Those who do not read what the philosophers and leaders of ISIS write, do not watch all the videos that the organisation releases and are content to read simple analyses may not know that this frightening organisation has lots of enemies, and that Saudi Arabia occupies first place.

ISIS has a long list of enemies all over the world such as the United Nations and more recently, Russia, European governments, Egypt, Iraq, Jordan. Of course, it is also fighting both the Syrian regime and the opposition.

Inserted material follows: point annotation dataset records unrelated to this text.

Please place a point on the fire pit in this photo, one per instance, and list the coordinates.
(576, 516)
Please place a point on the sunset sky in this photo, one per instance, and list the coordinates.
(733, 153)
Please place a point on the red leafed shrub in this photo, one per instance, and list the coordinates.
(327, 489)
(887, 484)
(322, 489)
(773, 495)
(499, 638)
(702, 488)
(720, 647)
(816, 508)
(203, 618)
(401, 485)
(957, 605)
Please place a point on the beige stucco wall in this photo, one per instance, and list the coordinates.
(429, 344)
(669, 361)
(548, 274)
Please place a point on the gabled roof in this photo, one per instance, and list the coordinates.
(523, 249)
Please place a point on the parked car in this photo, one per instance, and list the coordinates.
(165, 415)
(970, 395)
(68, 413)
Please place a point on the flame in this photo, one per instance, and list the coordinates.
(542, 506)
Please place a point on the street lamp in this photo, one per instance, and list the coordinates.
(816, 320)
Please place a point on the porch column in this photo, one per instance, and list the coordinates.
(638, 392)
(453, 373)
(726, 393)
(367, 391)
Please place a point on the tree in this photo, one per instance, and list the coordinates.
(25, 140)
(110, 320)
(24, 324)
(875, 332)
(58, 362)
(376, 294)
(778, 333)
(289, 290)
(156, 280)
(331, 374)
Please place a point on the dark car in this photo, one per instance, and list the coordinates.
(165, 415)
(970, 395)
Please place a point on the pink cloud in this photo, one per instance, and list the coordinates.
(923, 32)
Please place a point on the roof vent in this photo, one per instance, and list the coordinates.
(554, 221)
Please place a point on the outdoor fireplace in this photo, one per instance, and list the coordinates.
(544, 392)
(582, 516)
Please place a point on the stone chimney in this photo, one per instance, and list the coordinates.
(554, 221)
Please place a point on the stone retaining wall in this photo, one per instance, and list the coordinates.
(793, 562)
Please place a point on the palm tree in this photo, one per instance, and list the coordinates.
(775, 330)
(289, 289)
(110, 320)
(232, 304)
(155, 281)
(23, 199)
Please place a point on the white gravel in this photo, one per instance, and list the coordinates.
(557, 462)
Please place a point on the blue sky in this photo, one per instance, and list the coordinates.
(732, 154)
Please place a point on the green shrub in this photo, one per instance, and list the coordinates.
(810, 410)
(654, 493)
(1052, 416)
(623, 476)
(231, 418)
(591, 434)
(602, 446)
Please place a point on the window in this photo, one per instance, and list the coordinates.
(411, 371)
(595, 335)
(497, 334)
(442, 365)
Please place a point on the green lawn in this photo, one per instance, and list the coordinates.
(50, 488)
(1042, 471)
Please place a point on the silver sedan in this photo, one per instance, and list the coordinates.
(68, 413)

For the last two years, the organisation has been spreading strong propaganda against Saudi Arabia, issued a series of hostile speeches and religious sermons charging the government with disbelief and penned inflammatory poems and songs, the most famous of which is “Oh bandaged head, where are you?” written in the Saudi Arabian dialect to incite resistance against the government. There is a large number of Saudi fighters in ISIS’s ranks and estimates of their numbers vary. The government is concerned that they may one day sneak back into the country from Iraq and Syria to implement the organisation’s project which Saudi Arabia considers to be one of ISIS’s most important aims.

The same applies to the terrorist Al-Nusra Front which tries to present itself as an opposition group that is hostile only to Bashar Al-Assad’s regime and is not concerned with schemes against other countries in the region such as Saudi Arabia.

We are aware that the Al-Nusra Front is an extension of the mother organization Al-Qaeda and has previously professed loyalty to it. The Al-Nusra Front’s aims resemble ISIS’s aims despite the former fighting the latter. It wants to establish a regime which charges the world with disbelief and fights in order to cleanse it. Al-Nusra Front fighters have previously threatened Saudi Arabia, and this is what makes us question the goals of those regional governments that support this organisation because its biggest plan is to attack Saudi Arabia which is considered to be the promised land and starting point of legitimacy according to terrorists.